I met Peggy when I was about ten years old. Peggy’s daughter and I were in Girl Scout’s together, so Peggy was to me just someone else’s Mom, not someone I, as a child, thought much about. Peggy continued in that role when I started to go to the youth group at Simpson United Methodist Church, in Pullman, WA, where that same daughter also attended. As the years passed and I became more active in the church I learned to know Peggy better, as a person in herself. When I went to college, Peggy became one of my professors. As I began to explore my call to ordained ministry, Peggy was one of the blessed saints in the church who cheered me on. Many years passed. I was ordained and eventually appointed to Moscow First UMC, just eight miles from Pullman. By then Peggy had retired twice, first from her professorship at WSU and then as the director of a community center in Pullman. She began to explore her own call to ministry as a Licensed Local Pastor. I became her mentor in that process. The District Superintendent who asked me to take on that role was aware of the circle Peggy and I had traveled together.
Peggy died in May and in July I attended her memorial service. At that service, as so often happens, I learned more about Peggy than I had known. You see, I knew that Peggy, a white woman, had black children, including my Girl Scout friend.
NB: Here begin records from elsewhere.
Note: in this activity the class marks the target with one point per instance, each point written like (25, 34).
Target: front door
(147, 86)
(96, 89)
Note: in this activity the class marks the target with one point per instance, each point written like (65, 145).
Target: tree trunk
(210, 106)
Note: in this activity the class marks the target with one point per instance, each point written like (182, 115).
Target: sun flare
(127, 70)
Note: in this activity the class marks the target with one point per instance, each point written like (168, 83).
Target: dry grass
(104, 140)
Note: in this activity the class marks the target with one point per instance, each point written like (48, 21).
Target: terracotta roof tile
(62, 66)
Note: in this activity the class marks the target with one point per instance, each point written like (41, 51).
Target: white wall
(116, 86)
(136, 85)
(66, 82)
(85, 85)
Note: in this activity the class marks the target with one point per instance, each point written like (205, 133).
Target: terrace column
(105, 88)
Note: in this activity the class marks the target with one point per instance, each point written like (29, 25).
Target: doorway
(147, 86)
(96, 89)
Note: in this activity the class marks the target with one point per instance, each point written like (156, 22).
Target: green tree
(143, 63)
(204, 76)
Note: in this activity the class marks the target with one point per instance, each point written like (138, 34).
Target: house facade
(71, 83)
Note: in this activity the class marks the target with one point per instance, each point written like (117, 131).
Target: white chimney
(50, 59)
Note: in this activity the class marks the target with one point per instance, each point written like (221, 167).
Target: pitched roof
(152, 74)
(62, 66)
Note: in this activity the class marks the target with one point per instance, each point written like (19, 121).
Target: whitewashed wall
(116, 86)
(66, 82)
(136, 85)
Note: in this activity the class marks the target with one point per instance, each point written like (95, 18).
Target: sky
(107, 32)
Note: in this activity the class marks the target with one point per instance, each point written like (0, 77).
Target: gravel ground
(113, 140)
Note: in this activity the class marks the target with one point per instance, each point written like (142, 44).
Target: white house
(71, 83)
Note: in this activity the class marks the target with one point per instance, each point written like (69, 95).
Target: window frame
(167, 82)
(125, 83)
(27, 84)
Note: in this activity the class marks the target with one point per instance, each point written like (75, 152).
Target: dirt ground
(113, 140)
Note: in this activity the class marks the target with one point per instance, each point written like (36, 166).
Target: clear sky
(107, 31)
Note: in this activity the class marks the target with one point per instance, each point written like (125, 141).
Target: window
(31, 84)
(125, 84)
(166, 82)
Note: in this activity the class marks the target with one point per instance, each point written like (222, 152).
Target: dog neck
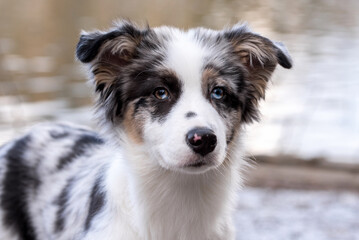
(165, 204)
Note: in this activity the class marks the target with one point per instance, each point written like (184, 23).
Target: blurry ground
(267, 214)
(308, 139)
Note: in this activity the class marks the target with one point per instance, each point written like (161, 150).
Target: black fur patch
(97, 200)
(19, 179)
(58, 135)
(144, 85)
(79, 149)
(61, 201)
(89, 45)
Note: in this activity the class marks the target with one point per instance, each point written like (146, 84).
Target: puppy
(171, 105)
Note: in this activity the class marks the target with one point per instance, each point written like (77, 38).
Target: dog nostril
(201, 140)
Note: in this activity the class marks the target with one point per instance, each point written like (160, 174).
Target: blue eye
(217, 93)
(161, 93)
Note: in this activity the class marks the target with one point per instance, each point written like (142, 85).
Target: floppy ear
(107, 53)
(259, 56)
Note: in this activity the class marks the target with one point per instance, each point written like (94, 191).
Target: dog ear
(118, 43)
(259, 56)
(107, 53)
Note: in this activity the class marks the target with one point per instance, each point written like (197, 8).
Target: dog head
(181, 94)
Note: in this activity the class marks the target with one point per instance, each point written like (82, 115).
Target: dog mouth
(196, 164)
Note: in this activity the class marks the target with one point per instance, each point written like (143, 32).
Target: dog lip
(196, 164)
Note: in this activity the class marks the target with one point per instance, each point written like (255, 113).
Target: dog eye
(217, 93)
(161, 93)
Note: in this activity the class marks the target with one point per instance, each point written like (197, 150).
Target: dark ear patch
(260, 56)
(123, 39)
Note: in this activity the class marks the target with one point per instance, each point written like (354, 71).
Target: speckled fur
(132, 180)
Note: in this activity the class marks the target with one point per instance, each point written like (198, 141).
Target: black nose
(201, 140)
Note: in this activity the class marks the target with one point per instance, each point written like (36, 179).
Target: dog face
(183, 95)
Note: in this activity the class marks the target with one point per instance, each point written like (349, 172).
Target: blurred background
(305, 150)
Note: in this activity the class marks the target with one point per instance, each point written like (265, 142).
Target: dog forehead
(186, 55)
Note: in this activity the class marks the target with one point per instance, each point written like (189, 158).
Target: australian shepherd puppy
(171, 106)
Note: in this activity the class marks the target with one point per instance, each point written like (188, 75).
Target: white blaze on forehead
(186, 57)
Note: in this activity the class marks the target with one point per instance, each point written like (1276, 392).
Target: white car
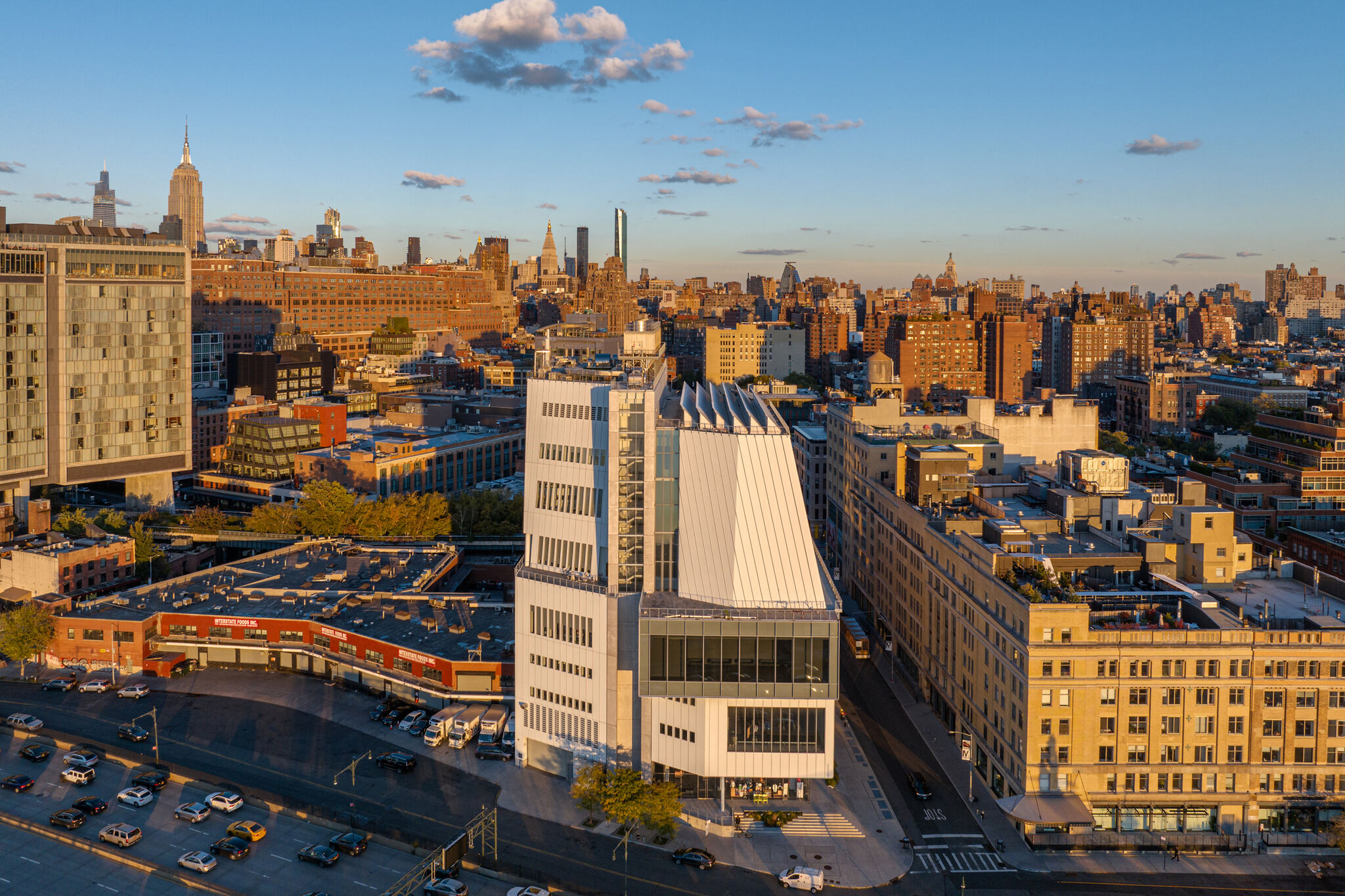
(23, 720)
(81, 758)
(136, 796)
(197, 861)
(192, 812)
(225, 801)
In the 1960’s she married a black man who had five children from a previous relationship. I knew those details and in the naivete of my privileged childhood, it had not occurred to me what a radical act that was. Peggy gave birth to another child. The marriage ended and she raised all of those children: six black kids growing up in a white community in the ‘60’s and 70’s, with a single Mom. At her memorial I learned that she got harassed and criticized both for the marriage itself and for her raising of those children. I learned the children, including my friend, encountered racism. Well, duh, except I was not conscious of it at the time. I knew Peggy was a strong woman, passionate about justice. When Peggy was convinced that something was right she did not give way quickly or easily. Now I understand more fully just how strong she had to be.
I give thanks for Saint Peggy, for the many roles she played in my life. Especially now I give thanks for her witness. Sometimes the saints are people we don’t recognize at the time.